[Date Prev][Date Next][Thread Prev][Thread Next][Date Index][Thread Index]

Re: Charlint (aka charlie)



At 09:43 14.07.99 +0900, Martin J. Duerst wrote:

> > Unicode TR 15 refers to an Unicode character database for composition.
> > Is this database changing with every new amendment to the base standard,
> > or is it a stable reference that can be compiled into programs?
> >
> > If it is unstable, how does charlint deal with it?
>
>There are various aspects:
>
>- Decompositions for existing characters are supposed not to change.
>   TR 15 significantly increases the pressure to not change.
>
>- Decompositions for newly defined precomposed characters are dealt with
>   by keeping these characters decomposed in the normalized form. If
>   charlint meets a character it doesn't know (an undefined codepoint),
>   it can warn or abort.
>
>- Support for 'compiling' is currently not part of charlint, but it
>   is an idea for future work.

I was thinking of the composition database; I thought they were different,
from the text in TR15.
There's been some pressure to add new precomposed characters (W with
circumflex? Did this get in already?) to Unicode; if these are added to the 
decomposition database, it does not hurt the correctness of normalization
of existing text that uses the decomposed forms.

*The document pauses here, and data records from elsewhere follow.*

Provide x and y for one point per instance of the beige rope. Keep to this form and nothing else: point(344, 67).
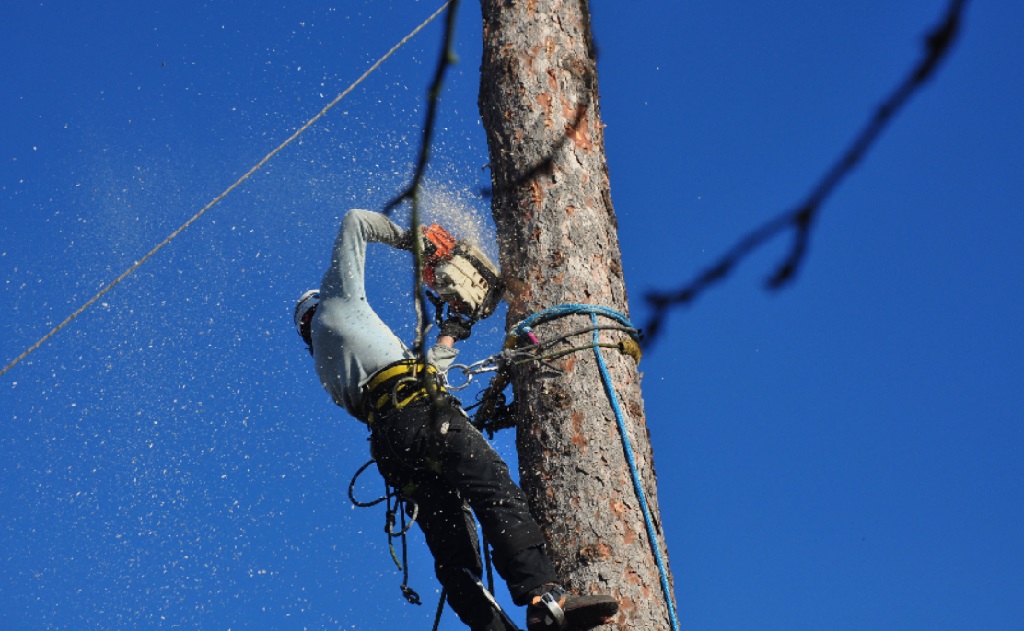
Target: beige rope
point(220, 197)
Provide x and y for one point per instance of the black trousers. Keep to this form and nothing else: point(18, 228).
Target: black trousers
point(438, 459)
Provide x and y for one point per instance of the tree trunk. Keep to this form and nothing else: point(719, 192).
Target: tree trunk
point(558, 244)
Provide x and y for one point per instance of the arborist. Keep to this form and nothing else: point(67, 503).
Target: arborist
point(420, 435)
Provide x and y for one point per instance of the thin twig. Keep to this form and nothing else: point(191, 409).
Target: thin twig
point(802, 218)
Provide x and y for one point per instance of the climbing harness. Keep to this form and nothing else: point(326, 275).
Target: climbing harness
point(398, 385)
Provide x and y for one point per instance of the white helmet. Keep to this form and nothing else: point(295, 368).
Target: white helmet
point(304, 310)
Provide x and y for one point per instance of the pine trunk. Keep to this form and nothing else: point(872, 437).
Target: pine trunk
point(558, 244)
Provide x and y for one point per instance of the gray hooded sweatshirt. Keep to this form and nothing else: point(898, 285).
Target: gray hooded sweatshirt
point(350, 341)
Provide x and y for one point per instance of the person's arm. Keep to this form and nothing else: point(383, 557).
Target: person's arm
point(345, 276)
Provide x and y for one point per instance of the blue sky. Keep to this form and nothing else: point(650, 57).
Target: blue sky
point(844, 454)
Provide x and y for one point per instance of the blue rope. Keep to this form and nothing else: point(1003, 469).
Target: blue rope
point(564, 309)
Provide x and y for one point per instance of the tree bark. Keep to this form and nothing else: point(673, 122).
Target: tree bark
point(558, 244)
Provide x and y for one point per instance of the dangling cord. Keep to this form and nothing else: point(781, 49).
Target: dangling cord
point(407, 591)
point(440, 610)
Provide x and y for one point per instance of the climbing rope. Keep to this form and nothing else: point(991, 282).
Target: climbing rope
point(394, 515)
point(539, 351)
point(259, 165)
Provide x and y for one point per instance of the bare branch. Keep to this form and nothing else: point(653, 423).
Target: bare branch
point(801, 219)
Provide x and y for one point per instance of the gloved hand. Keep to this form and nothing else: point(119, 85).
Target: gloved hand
point(457, 327)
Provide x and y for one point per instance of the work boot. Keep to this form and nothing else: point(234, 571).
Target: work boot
point(554, 608)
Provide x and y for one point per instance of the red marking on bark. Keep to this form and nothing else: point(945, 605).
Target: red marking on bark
point(578, 130)
point(617, 508)
point(578, 434)
point(536, 193)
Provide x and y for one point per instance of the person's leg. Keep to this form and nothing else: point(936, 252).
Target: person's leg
point(451, 534)
point(398, 443)
point(471, 465)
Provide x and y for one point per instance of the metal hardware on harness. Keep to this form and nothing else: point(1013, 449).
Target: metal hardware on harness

If they are added to the composition database, existing normalized text
will turn "incorrect". This is bad.

(This is not really relevant to charlint, but to the underlying issues;
IETF may have to take a stand on normalization Real Soon Now....)

                          Harald

(Favourite decomposition: The Arabic "character" that decomposes into
"In the name of Allah, the compassionate and merciful" - 21
characters, including 3 spaces....)

--
Harald Tveit Alvestrand, Maxware, Norway
Harald.Alvestrand@maxware.no